Despite it's built on top of Boto3, it has the following key features that eases the development process:
* Simpler API
* Error Handling
* Pagination handling when needed (Saves you a buch of boilerplate)
* Dynamic Parameters (variables that listen to updates on AWS)

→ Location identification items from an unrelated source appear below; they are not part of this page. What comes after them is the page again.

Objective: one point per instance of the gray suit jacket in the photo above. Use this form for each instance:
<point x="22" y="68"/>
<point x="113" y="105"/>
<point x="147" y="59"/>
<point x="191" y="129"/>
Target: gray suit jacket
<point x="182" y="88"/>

* S3 Integration made easy with Download/Upload methods
# Installation
```shell script
pip install awstanding
```
I personally recommend using pipenv:
```shell script
pipenv install awstanding
```
# Quickstart
```python
from awstanding.parameter_store import load_parameters
load_parameters({'/some/path/to/something/stored': 'IMPORTANT_SETTING'})
import os
print(os.environ.get('IMPORTANT_SETTING'))
'super-important-value'
```
# Using with python-decouple
```python
import os
from awstanding.parameter_store import load_parameters
from decouple import config
load_parameters({'/some/path/to/something/stored': 'IMPORTANT_SETTING'})
IMPORTANT_SETTING = config('IMPORTANT_SETTING', default='some-default')
print(IMPORTANT_SETTING)
'super-important-value'
```
# Not allowing missing parameters
```python
from awstanding.parameter_store import load_parameters
# A call like this one:
load_parameters({'/not/defined/parameter': 'IMPORTANT_SETTING'}, allow_invalid=False)
# will raise a ParameterNotFoundException, and you can handle it as follows:
from awstanding.exceptions import ParameterNotFoundException
try:
load_parameters({'/not/defined/parameter': 'IMPORTANT_SETTING'}, allow_invalid=False)
except ParameterNotFoundException as e:
# perform any cleanup action..
```
# Performance
| Amount of parameters | Missing parameters | AWStanding | SSM client calls |
| --- | --- | --- | ---|
| 40 | 0 | ~3.1s| ~15.5s |
| 40 | 0 | ~2.4s| ~15.3s |
| 40 | 0 | ~4.6s| ~14.5s |
| 40 | 0 | ~2.5s| ~15.5s |
| 40 | 1 | ~2.1s| error: ParameterNotFound |
| 40 | 20 | ~2.2s| error: ParameterNotFound |
| 40 | 40 | ~2.1s| error: ParameterNotFound |
| 80 | 40 | ~3.5s| error: ParameterNotFound |
| 80 | 40 | ~3.9s| (using try..except) ~32.7s |
# Loading paths
Suppose you have defined these variables in ParameterStore:
```python
'/stripe/price/'
'/stripe/webhook/' # (Let's not define this one just for demonstration)
```
You can leverage on the good naming and perform a path variable loading as follows:
```python
import os
from awstanding.parameter_store import load_path
load_path('/stripe', '/spotify')
STRIPE_PRICE = os.environ.get('STRIPE_PRICE', 'fallback_value')
STRIPE_WEBHOOK = os.environ.get('STRIPE_WEBHOOK', 'fallback_value')
SPOTIFY_API_KEY = os.environ.get('SPOTIFY_API_KEY', 'fallback_value')
print(f'price: {STRIPE_PRICE}, webhook: {STRIPE_WEBHOOK}, spotify: {SPOTIFY_API_KEY}')
>>> price: price_1xxxxxxxxxxxxxxxxxxxxxxx, webhook: fallback_value, spotify: fallback_value
```
# Dynamic Parameters
You can define dynamic parameters that uploads themselves each time they are used, so you can update
any parameter without re-deploy your service.
```python
from awstanding.parameter_store import DynamicParameter
IMPORTANT_SETTING = DynamicParameter('/test/parameter')
print(IMPORTANT_SETTING)
>>> OriginalValue
# Someone updates /test/parameter on AWS...
print(IMPORTANT_SETTING)
>>> NewValue
```
## Supported operations
Some useful operations are supported by the class itself, emulating built-in str class:
```python
from awstanding.parameter_store import DynamicParameter
IMPORTANT_SETTING = DynamicParameter('/test/parameter')
# Equality comparison
equal = IMPORTANT_SETTING == 'SomeString'
# Length
length = len(IMPORTANT_SETTING)
# Concatenation (Right and Left)
concat = '~' + IMPORTANT_SETTING + '~'
# You can always convert the parameter to string to get full string capabilities:
str_IMPORTANT_SETTING = str(IMPORTANT_SETTING) # Have in mind this will "freeze" the value, so don't overwrite IMPORTANT_SETTING
```
# S3 Integration
## Download files from S3
```python
from awstanding.s3 import Bucket
bucket = Bucket('BUCKET_NAME_HERE')
bucket.download("path/to/file.ext", './some/local/file.ext')
```
## Upload files to S3
```python
from awstanding.s3 import Bucket
bucket = Bucket('BUCKET_NAME_HERE')
bucket.upload('/some/local/file.ext', "some/s3/logical/path.ext")
```
There's not file type restriction any other that the set by AWS/boto3 itself.